New Brunswick

'No place is safe': Muslims in Fredericton react to New Zealand attacks

Azhar Mushtaq received a phone call Friday from his parents in Kashmir, demanding he stay away from the mosque in Fredericton after dozens of people were killed and injured at two mosques on the other side of the world.

49 people were killed and another 48 injured in attacks at 2 Christchurch mosques

Azhar Mushtaq says he was shocked and saddened by Friday's attacks in Christchurch, New Zealand. (Elizabeth Fraser/CBC)

Azhar Mushtaq received a phone call Friday from his parents in Kashmir, demanding he stay away from the mosque in Fredericton after dozens of people were killed and injured at two mosques on the other side of the world.

But the 25-year-old couldn't stay away.

"Banning the mosque is not the solution," said Mushtaq, who is studying at the University of New Brunswick. "I can't just sit at home.

"I trust in Canada and I believe in this country."

Forty-nine people were killed and another 48 injured in attacks at two mosques in Christchurch, New Zealand, filled with worshippers, in what New Zealand's prime minister called one of the country's "darkest days."

"Islamophobia, it's spreading at an alarming rate, not just New Zealand, all over the world," Mushtaq said.

On a rainy Friday afternoon, multiple cars lined up outside the mosque in Fredericton as people arrived for prayers.

Mohamed El-Bayoumi, a longtime resident, was preparing to calm and reassure fellow Muslims newer to the city about their new home.

We should be able to live together.- Mohamed   El-Bayoumi

"Don't give in, don't change your life simply because someone else did something so stupid and so hurtful," he said.

UNB student Muzzamil Wani said that when he first heard about the attacks, he immediately called his brother, who is studying in Auckland, more than 1,000 kilometres north of Christchurch.

"The first thing I did was message him and say, 'Are you OK?,'" Wani said at the mosque on Lincoln Road. 

Muzzamil Wani's brother is studying in New Zealand.

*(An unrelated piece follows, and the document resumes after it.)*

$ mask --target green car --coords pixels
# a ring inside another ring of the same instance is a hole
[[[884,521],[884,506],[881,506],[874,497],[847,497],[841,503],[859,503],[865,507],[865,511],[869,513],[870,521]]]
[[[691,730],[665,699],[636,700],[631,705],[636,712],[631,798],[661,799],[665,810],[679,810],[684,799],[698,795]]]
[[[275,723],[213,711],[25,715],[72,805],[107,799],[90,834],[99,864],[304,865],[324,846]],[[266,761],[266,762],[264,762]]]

When he found out about the attacks, he immediately called him to make sure he was safe. (Elizabeth Fraser/CBC)

He called the event "a massacre," but the shock he felt didn't keep him away from Friday prayers. 

"Today we have prayers, so we'll pray for them and the ones who died," he said.

'We've got to pray'

Hanan Miraj, who was also at the mosque, was shocked by the attacks because prayer is a time when people come together and are at peace.

"I have no words," he said. "I was speechless and couldn't say anything."

Hanan Miraj admits he was worried about praying at the Fredericton mosque Friday after the attacks in New Zealand, but wanted to be there to pray for the people of Christchurch. (Elizabeth Fraser/CBC)

Miraj, 25, admitted he was worried about coming to the mosque Friday but feels no place is ever truly safe.

"No place is safe on this Earth, but we've got to pray," he said.

He said it's important people, including Christian and Muslim communities, come together against terrorism. 

Helping people understand 

When El-Bayoumi turned on the radio Friday morning, he was overwhelmed by shock and sadness.

"I'm still really trying to comprehend, 'What the heck happened here?' And why these people, and why that far away?" said El-Bayoumi, one of the founders of the Fredericton Islamic Association.

Mohamed El-Bayoumi, one of the founders of the Fredericton Islamic Association, says he plans to spend the next few days calming the nerves of people in the Muslim community.

As someone who moved from Egypt to Fredericton more than 40 years ago, he knows he has a job to do.

He will be spending the next few days trying to calm the nerves of people in the Muslim community, particularly the large number of newcomers who will be questioning their safety.

"With the new arrival of the newcomers, who came to Canada for safety, and then they hear stuff like this," he said. "We will certainly try to calm everybody."

He said closing the old building that's used as a mosque is not an option. Instead, he's encouraging the Muslim community to stand together in faith and will. 

Keeping a positive attitude 

Every day, he said, dozens of people visit the mosque for prayer, and many are newcomers. On Fridays, there can be more than 200 people who come to pray.

"It will be our role to say, 'No, don't let stuff like this change your attitude,'" El-Bayoumi said. "We're really going to have our work cut out for us over the next few days."

Police in Quebec City, which endured a mosque attack two years ago that killed six people, and police in Montreal, Gatineau, Que., and Ottawa have all confirmed heightened security near mosques Friday.

El-Bayoumi was still trying to wrap his head around the New Zealand attacks but said he'd seen overwhelming support from people in Fredericton.

"We should be able to live together," he said.